MELBOURNE, Aug. 4 (UPI) -- Creating a real life T-1000 Terminator -- the liquid metal adversary in Terminator 2 -- is a long way off, but researchers in Australia say they've taken the first step toward electronics using liquid metal.
Liquid metal would allow for elastic electronics with versatility today's brittle electronic circuits do not have, but researchers are just starting to understand how metals could move autonomously.
In a study published in the journal Nature Communications, researchers at RMIT University in Australia explain a step forward in the development of liquid metals by learning how they move autonomously in water.

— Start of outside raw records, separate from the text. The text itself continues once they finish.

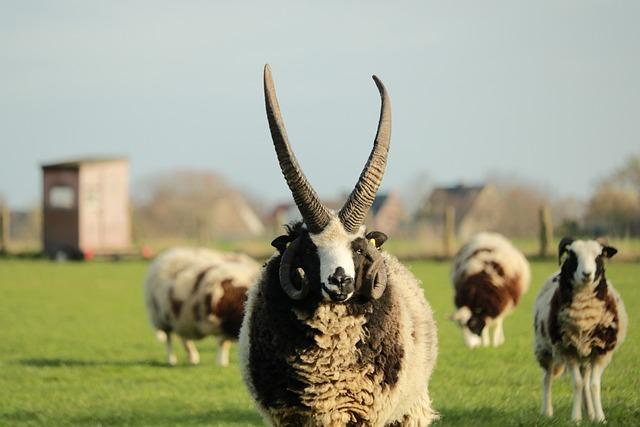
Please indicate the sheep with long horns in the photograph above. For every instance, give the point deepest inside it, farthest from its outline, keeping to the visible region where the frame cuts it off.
(336, 332)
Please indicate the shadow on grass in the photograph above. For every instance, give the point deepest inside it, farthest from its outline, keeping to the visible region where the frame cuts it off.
(59, 363)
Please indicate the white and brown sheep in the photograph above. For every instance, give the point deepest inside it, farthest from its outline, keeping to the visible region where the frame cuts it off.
(579, 320)
(489, 276)
(197, 292)
(336, 332)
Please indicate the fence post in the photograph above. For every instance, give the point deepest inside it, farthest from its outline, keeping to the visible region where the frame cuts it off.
(449, 231)
(546, 230)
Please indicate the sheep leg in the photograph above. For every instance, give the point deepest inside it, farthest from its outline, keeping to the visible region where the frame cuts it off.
(223, 351)
(192, 351)
(498, 333)
(485, 336)
(171, 357)
(596, 374)
(578, 389)
(588, 401)
(547, 405)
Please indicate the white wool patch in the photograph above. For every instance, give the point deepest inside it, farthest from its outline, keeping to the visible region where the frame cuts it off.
(173, 274)
(334, 251)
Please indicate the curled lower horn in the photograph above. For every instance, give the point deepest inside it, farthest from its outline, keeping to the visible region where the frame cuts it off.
(285, 273)
(354, 211)
(314, 213)
(375, 277)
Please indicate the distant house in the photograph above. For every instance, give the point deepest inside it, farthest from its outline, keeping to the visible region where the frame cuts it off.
(386, 213)
(86, 207)
(475, 209)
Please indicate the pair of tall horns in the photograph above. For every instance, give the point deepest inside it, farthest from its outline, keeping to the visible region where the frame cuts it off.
(315, 215)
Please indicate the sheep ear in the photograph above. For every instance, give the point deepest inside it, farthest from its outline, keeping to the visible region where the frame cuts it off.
(280, 242)
(562, 247)
(377, 236)
(609, 251)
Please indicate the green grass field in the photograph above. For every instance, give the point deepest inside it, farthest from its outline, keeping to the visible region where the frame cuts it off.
(76, 349)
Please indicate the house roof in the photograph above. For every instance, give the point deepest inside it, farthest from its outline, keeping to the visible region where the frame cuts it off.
(77, 162)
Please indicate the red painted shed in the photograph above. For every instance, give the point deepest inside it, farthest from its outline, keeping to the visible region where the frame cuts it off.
(86, 207)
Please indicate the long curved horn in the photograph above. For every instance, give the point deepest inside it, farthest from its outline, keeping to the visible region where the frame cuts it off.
(284, 273)
(314, 213)
(355, 209)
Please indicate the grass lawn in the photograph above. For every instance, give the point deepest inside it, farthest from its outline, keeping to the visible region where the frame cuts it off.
(76, 349)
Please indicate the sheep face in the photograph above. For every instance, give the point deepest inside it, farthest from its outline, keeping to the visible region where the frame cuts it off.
(471, 324)
(334, 264)
(582, 262)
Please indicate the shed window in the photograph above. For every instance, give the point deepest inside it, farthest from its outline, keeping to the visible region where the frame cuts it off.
(62, 197)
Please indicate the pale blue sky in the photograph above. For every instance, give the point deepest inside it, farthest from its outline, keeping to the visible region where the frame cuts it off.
(549, 90)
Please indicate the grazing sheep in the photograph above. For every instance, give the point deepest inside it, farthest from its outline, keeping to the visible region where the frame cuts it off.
(195, 293)
(336, 332)
(489, 276)
(579, 320)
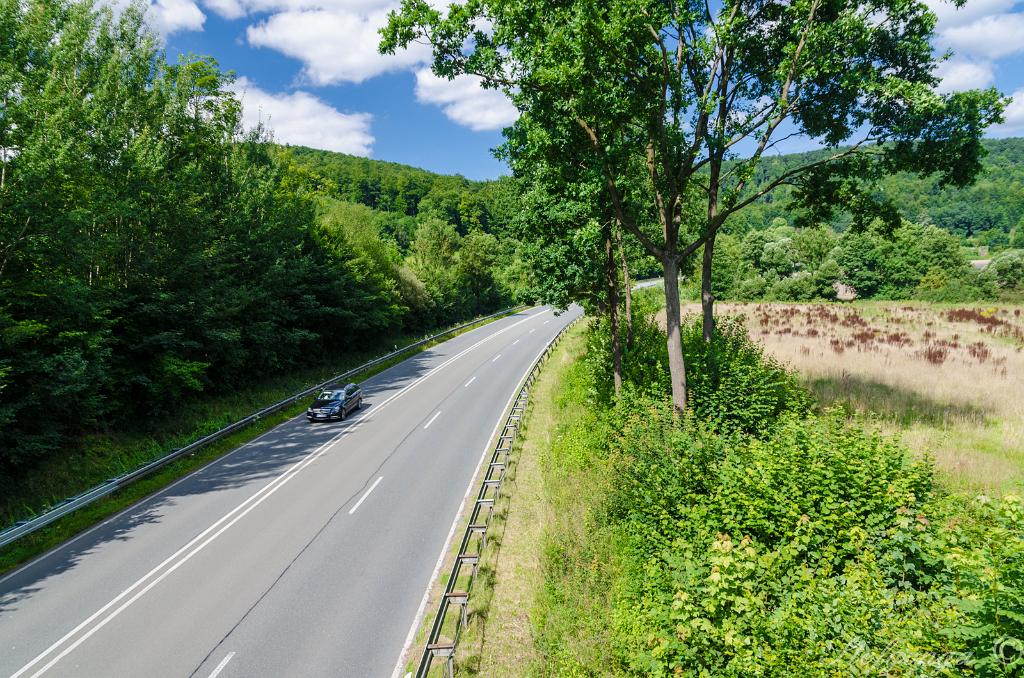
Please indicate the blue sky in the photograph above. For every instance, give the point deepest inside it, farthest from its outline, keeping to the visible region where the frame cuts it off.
(311, 70)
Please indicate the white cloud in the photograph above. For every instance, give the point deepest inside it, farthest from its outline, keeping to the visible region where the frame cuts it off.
(960, 74)
(168, 16)
(989, 37)
(227, 8)
(465, 101)
(334, 45)
(949, 15)
(302, 119)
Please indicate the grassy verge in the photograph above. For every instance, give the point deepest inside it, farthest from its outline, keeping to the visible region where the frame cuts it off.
(499, 641)
(480, 605)
(104, 456)
(795, 543)
(542, 606)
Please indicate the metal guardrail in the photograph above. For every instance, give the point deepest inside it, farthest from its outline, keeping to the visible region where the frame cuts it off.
(72, 504)
(437, 646)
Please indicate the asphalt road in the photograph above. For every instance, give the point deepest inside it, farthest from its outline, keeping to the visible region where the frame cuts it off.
(305, 552)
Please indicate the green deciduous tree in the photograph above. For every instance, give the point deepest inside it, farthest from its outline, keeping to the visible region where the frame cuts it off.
(678, 89)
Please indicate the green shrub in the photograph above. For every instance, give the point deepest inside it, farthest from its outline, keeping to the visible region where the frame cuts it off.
(752, 556)
(754, 539)
(732, 383)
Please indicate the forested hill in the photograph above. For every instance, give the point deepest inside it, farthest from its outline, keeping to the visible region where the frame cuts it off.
(152, 252)
(985, 213)
(406, 194)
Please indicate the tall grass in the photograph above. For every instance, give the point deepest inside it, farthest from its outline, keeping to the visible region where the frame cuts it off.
(948, 380)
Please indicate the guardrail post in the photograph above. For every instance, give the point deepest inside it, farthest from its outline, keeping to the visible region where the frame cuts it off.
(477, 526)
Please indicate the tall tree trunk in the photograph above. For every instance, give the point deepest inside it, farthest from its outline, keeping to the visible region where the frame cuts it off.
(627, 290)
(707, 297)
(611, 277)
(677, 366)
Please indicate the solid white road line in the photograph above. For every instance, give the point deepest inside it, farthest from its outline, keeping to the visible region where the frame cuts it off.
(257, 498)
(365, 495)
(418, 620)
(220, 667)
(432, 419)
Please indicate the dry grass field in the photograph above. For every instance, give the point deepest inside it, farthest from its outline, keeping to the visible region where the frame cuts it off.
(948, 380)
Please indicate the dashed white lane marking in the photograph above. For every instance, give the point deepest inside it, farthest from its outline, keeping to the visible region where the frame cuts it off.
(365, 495)
(220, 667)
(230, 518)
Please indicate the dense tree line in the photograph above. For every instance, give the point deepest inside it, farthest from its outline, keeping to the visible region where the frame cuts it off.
(151, 250)
(784, 263)
(989, 212)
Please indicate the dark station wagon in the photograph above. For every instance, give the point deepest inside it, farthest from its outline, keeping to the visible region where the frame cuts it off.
(335, 404)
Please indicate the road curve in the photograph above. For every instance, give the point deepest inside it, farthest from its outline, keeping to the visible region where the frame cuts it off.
(305, 552)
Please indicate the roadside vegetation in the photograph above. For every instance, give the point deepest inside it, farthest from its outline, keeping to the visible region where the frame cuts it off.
(945, 379)
(763, 534)
(164, 270)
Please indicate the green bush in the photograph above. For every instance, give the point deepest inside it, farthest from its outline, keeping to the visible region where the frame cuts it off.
(754, 539)
(732, 383)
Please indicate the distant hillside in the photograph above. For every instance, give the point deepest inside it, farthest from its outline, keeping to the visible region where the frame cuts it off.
(409, 192)
(985, 213)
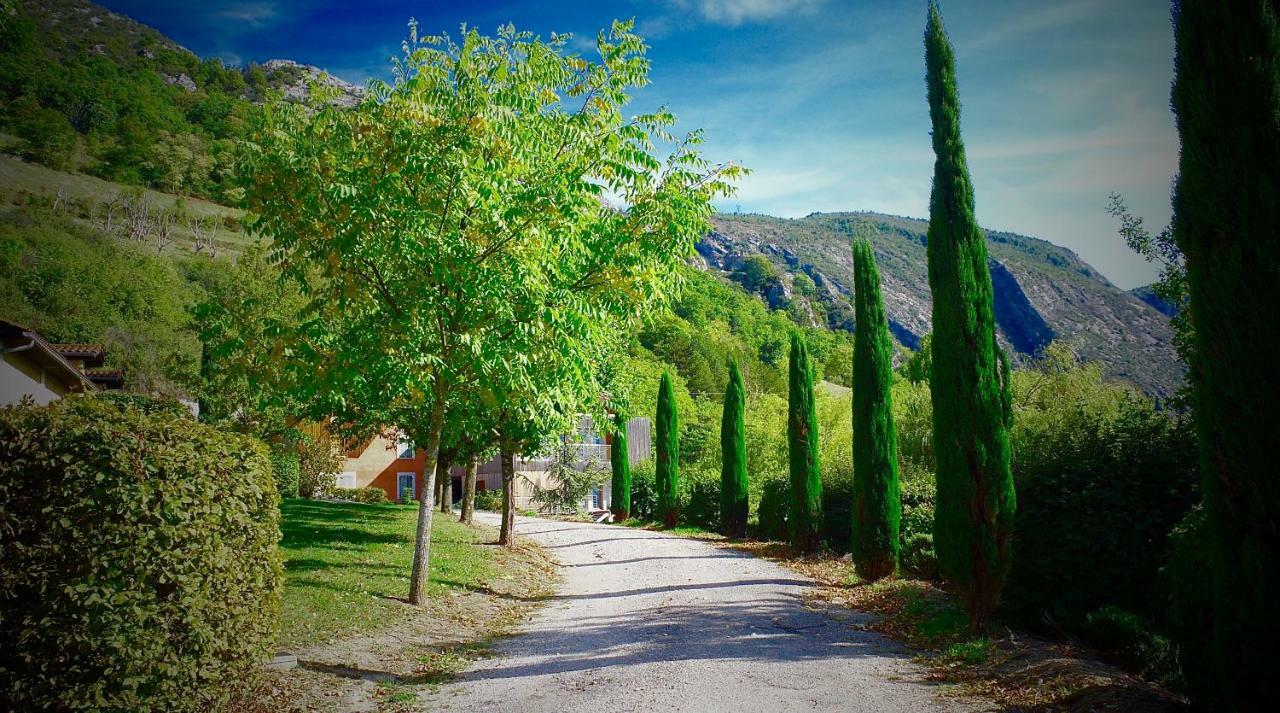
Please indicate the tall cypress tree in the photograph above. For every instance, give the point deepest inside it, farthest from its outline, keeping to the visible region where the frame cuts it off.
(974, 512)
(668, 453)
(734, 485)
(803, 446)
(1226, 220)
(620, 461)
(877, 504)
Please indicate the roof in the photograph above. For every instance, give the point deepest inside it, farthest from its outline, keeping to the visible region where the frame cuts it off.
(92, 355)
(18, 338)
(105, 376)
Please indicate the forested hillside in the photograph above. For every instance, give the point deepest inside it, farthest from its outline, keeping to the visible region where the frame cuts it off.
(1043, 292)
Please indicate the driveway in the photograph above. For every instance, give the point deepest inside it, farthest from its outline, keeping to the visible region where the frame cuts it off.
(648, 621)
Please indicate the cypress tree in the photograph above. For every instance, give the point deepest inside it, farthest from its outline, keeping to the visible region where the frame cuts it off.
(620, 462)
(1226, 220)
(668, 453)
(734, 485)
(803, 446)
(974, 512)
(877, 506)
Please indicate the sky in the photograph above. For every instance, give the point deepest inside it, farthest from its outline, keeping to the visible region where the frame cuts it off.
(1064, 101)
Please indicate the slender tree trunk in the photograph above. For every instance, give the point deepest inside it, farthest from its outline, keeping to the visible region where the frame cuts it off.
(508, 496)
(444, 483)
(426, 504)
(469, 489)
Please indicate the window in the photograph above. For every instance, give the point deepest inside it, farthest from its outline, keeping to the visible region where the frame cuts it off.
(406, 485)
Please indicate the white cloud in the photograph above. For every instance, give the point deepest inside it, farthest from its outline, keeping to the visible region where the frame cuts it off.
(736, 12)
(254, 14)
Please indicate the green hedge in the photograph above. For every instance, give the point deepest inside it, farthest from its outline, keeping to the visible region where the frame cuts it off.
(138, 565)
(286, 471)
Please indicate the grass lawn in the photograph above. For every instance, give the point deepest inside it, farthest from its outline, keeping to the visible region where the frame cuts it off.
(347, 566)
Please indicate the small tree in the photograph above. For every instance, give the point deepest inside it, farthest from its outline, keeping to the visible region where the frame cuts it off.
(620, 464)
(668, 453)
(572, 479)
(734, 484)
(453, 220)
(969, 380)
(877, 506)
(805, 517)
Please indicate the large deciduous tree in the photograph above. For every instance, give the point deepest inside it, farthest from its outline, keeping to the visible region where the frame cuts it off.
(668, 453)
(734, 484)
(1226, 220)
(803, 447)
(972, 412)
(877, 504)
(457, 215)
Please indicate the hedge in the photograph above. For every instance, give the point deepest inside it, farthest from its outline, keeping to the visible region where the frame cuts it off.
(138, 565)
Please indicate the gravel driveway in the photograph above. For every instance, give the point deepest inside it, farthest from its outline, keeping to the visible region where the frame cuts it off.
(648, 621)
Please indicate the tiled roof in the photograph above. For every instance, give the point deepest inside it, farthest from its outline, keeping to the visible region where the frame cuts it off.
(78, 350)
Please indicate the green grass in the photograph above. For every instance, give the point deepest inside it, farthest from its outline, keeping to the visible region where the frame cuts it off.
(347, 566)
(17, 176)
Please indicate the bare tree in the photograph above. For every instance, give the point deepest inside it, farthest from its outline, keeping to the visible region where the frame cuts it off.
(163, 228)
(109, 209)
(205, 233)
(137, 215)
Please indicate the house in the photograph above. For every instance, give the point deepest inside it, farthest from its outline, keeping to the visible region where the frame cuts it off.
(383, 461)
(592, 451)
(31, 366)
(392, 462)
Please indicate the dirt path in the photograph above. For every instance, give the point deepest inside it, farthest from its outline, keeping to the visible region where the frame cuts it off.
(648, 621)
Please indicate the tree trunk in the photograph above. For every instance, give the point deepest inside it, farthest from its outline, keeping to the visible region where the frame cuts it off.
(508, 496)
(469, 490)
(443, 483)
(426, 506)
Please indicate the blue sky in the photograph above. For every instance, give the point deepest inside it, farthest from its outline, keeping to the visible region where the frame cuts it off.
(1064, 100)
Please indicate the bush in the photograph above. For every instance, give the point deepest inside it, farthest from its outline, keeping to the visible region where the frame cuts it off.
(318, 462)
(918, 556)
(138, 566)
(368, 496)
(775, 506)
(837, 507)
(699, 498)
(1189, 600)
(1132, 640)
(488, 499)
(1097, 497)
(286, 472)
(644, 489)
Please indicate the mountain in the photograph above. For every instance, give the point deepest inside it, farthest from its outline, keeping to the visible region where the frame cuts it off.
(1042, 292)
(91, 91)
(1147, 295)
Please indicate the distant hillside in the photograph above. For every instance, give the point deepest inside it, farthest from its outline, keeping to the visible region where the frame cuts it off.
(1043, 292)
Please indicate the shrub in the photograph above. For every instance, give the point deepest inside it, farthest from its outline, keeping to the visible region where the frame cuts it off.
(918, 556)
(138, 567)
(318, 462)
(368, 496)
(775, 508)
(644, 489)
(487, 499)
(699, 496)
(286, 471)
(1133, 640)
(1098, 494)
(837, 507)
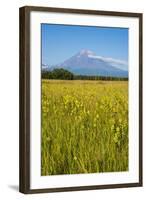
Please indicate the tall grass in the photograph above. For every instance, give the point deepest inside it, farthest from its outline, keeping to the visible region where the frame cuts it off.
(84, 127)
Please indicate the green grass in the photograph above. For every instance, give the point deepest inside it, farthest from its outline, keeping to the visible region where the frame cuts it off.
(84, 127)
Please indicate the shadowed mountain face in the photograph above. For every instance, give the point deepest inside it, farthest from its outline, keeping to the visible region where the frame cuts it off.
(88, 63)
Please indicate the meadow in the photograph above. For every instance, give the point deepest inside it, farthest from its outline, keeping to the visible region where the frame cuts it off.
(84, 127)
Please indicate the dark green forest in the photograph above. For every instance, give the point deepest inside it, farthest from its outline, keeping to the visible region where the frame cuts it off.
(62, 74)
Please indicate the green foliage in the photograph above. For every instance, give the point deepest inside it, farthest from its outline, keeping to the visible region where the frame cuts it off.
(59, 73)
(84, 127)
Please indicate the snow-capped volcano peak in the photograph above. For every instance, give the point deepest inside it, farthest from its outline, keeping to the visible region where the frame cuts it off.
(86, 52)
(86, 62)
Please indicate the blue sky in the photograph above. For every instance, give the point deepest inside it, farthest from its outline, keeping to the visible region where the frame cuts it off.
(60, 42)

"Putting droplets in another liquid with an ionic content can be used for breaking symmetry across them and allow them to move about freely in three dimensions, but so far we have not understood the fundamentals of how liquid metal interacts with surrounding fluid," Kourosh Lakantar-zadeh, a professor in the school of engineering at RMIT University, said in a press release.
When the researchers adjusted concentrations of acid, base and salt components in the water, droplets of the metal gallium -- which is malleable, with a highly-conductive metallic core and an atomically thin, semiconducting oxide skin -- move and change shape without any external stimulus.
The discovery allowed the scientists to create moving objects, switches and pumps that operated more or less autonomously based on the liquid surrounding them.
In the short term, the scientists think they can use their new understanding of liquid metal to create small entities entirely controlled with fluids that can autonomously move and accomplish tasks. They do, however, have far loftier long-term goals.
"Eventually, using the fundamentals of this discovery, it may be possible to build a 3D liquid metal humanoid on demand -- like the T-1000 Terminator but with better programming," Kalantar-zadeh said.